Jan. 7, 2005
Trade agreement hits snag on Guatemala law
Drug companies want protection on testing data
By MARK DRAJEM
The U.S. Trade Representative’s Office said Friday that Guatemala violated the terms of a pending Central American trade agreement with a new pharmaceutical data law the United States objects to.
Guatemala repealed a law in December that keeps drug companies’ testing data under seal for five years, a move that could stall consideration of the U.S.-Central American Free Trade Agreement by the U.S. Congress. That five-year protection is mandated by rules of the trade accord, reached in late 2003 and still awaiting congressional approval.

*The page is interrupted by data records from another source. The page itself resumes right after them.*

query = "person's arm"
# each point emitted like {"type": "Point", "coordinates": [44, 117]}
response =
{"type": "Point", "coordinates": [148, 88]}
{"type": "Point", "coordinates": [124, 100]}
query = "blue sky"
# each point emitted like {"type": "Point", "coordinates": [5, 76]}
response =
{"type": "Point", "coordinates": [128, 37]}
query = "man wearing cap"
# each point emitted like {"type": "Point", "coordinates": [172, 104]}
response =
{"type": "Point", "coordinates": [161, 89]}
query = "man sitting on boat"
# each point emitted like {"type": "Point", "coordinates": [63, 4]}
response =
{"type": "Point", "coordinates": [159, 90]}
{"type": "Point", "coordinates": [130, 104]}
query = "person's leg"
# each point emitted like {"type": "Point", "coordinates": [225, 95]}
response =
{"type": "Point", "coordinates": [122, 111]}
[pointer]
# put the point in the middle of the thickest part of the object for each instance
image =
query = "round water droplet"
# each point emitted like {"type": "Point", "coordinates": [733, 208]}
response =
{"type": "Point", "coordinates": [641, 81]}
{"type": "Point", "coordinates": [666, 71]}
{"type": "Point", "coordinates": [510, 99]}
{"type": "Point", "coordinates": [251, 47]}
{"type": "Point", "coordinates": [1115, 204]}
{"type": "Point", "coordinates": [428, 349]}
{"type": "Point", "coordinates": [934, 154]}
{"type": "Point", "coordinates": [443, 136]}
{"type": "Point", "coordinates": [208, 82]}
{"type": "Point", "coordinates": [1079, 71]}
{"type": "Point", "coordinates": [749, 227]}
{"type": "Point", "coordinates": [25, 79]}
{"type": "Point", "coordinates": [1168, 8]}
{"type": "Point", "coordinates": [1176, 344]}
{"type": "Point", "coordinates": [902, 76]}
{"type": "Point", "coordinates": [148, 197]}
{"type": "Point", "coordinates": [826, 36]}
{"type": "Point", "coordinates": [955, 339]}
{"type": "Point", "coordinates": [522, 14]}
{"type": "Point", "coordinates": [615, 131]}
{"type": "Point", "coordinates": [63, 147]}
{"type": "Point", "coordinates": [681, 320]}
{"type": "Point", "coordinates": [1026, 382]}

"Congress has voiced concerns to us that for CAFTA to proceed, all participants need to be in compliance with its provisions," said Neena Moorjani, a spokeswoman for the U.S. trade office. "We’re very disappointed that Guatemala has taken a step that violates its commitments under CAFTA."
Guatemalan President Oscar Berger pledged to reinstate the data protections, which were requested by pharmaceutical companies, the U.S. trade office said Friday. The U.S. pharmaceutical industry pressed to include those measures in the trade agreement, saying they clarify global rules protecting patents.
The trade accord with Costa Rica, the Dominican Republic, El Salvador, Guatemala, Honduras and Nicaragua would immediately end duties on as much as 80 percent of the $15 billion in U.S. exports to the region. It would help U.S. companies sell more products at lower cost in Central America and protect investments of U.S. businesses in the region.
The data protection ensures that makers of generic drugs can’t use the trial data of the originators of the drug for a certain period of time. Allowing use of that data can speed the introduction of cheaper generic drugs, by giving them access to safety and efficacy studies, and also make it easier for countries facing a health crisis to overturn patent protections and use cheaper generics, said Jennifer Brant, a trade and copyright analyst at Oxfam in Geneva.
"They want these legal protections in CAFTA as precedents for other trade agreements that may follow," Brant said.
The U.S. pharmaceutical industry would "definitely" oppose moving ahead with congressional consideration of CAFTA as long as the Guatemalan measure is in force, said Mark Grayson, a spokesman for the Pharmaceutical Research and Manufacturers of America.